I am making a correlation matrix and I need to have, in addition to the correlation coefficient, the p-value. One of the tools that allows me to do that is the correlation() package, however, I can't find the methods to deal with missing values, as with the cor() package.
By default cor() uses the "everything" method, however that eliminates my columns with missing data; the "pairwise.complete.obs" method, in cor(), allows me to use the complete data pairs of the variables to correlate, without losing the variable with missing data and is the same method that correlation() uses by default.
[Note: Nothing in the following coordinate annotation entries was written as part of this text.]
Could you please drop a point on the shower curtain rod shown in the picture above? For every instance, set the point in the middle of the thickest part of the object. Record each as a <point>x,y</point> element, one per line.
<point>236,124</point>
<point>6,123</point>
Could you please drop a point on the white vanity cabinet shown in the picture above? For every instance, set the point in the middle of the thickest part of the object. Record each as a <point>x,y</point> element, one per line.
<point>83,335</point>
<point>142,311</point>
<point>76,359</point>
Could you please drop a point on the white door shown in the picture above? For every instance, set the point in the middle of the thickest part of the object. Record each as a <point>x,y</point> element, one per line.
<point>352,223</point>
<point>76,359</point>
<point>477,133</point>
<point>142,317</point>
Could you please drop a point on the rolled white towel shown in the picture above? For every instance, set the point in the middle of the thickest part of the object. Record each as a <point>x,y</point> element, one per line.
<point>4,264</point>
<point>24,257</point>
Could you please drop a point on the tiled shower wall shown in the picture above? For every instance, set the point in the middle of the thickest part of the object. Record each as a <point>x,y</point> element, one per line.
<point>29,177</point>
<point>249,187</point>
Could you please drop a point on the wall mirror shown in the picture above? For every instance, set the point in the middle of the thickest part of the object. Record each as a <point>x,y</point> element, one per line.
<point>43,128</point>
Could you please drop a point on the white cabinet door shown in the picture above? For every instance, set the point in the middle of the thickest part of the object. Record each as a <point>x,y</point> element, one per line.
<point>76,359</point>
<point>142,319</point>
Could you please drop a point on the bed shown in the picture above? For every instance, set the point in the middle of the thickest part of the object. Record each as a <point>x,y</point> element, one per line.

However I would like to be able to choose other methods in correlation() to deal with missing data and I can't find a way to do it.
a <- data.frame(
stringsAsFactors = FALSE,
check.names = FALSE,
`A` = c(2.8,3.4,11.81,2.98,4.09,
4.68,4.8,2.89,1.47,2.42,1.71,4.61,5.57,1.43),
`B` = c(2.54,2.75,2.01,2.14,2.34,
1.82,6.9,1.91,1.12,1.4,1.21,0.9,1.63,0.95),
`C` = c(2.88,2.83,2.75,2.94,2.93,
1.98,7.58,2.1,1.1,1.59,1.23,1.68,4.11,1.14),
`D` = c(2.61,2.72,2.46,2.77,2.74,
1.77,7.23,2.21,1.58,2.75,2.05,0.44,2.42,1.09),
`E` = c(3.83,5.33,4.44,3.91,4.84,
5.56,4.14,3.9,2.72,4.5,3.07,2.21,2.91,2.96),
`F` = c(2.81,4.21,2.81,2.87,3.47,
3.44,3.92,2.86,2.25,3.06,1.98,1.35,1.87,1.86),
`G` = c(2.32,3.6,1.99,2.23,2.72,
2.58,3.12,2.28,1.81,2.28,1.36,0.86,1.67,1.44),
`H` = c(1.79,3.31,1.71,1.97,2.08,
2.18,2.89,2.64,1.29,1.85,1,0.72,1.13,0.99),
`I` = c(1.5,2.07,1.05,1.23,1.91,
2.01,2.15,1.43,1.43,1.08,0.73,0.34,0.66,0.52),
`J` = c(1.64,2.02,1.13,1.57,1.6,
1.51,2.26,2.15,1.23,1.14,0.75,0.58,0.85,0.5),
`K` = c(2.92,NA,3.2,2.45,3.43,2.24,
5.59,2.67,1.57,2.39,1.94,1.74,2.76,1.92),
`L` = c(19.72,16.98,27.77,17.71,
23.19,28.24,15.43,15.6,16.96,23.1,19.6,15.74,20.23,
24.62),
`M` = c(27.51,13.58,13.76,21.61,
19.51,16.99,NA,11.19,11.39,25.82,9.85,10.83,5.83,
5.42),
`N` = c(7.74,4.74,3.71,5.74,6.06,
4.8,NA,3.84,3.41,6.14,2.56,3.12,1.86,2.06),
`O` = c(1.63,1.66,1.09,1.49,1.66,
0.78,3.13,1.76,0.81,1.34,0.89,0.45,0.51,0.5),
`P` = c(1.56,NA,0.9,1.48,1.6,0.83,
2.59,1.59,0.88,1.3,0.66,0.41,0.5,0.47),
ParĂ¡metro = c("CO2","CO2","CO2",
"CO2","CO2","CO2","CO2","CO2",
"CO2","CO2","CO2","CO2","CO2",
"CO2")
)
as.data.frame(correlation(a[,1:16],method = "pearson")) %>% select(1,2,3) %>% pivot_wider(names_from = 1,values_from = 3)
cor(a[,1:16],method = "pearson",use = "pairwise.complete.obs")
cor(a[,1:16],method = "pearson",use = "everything")
Know how to choose the way missing values are treated with the correlation() function.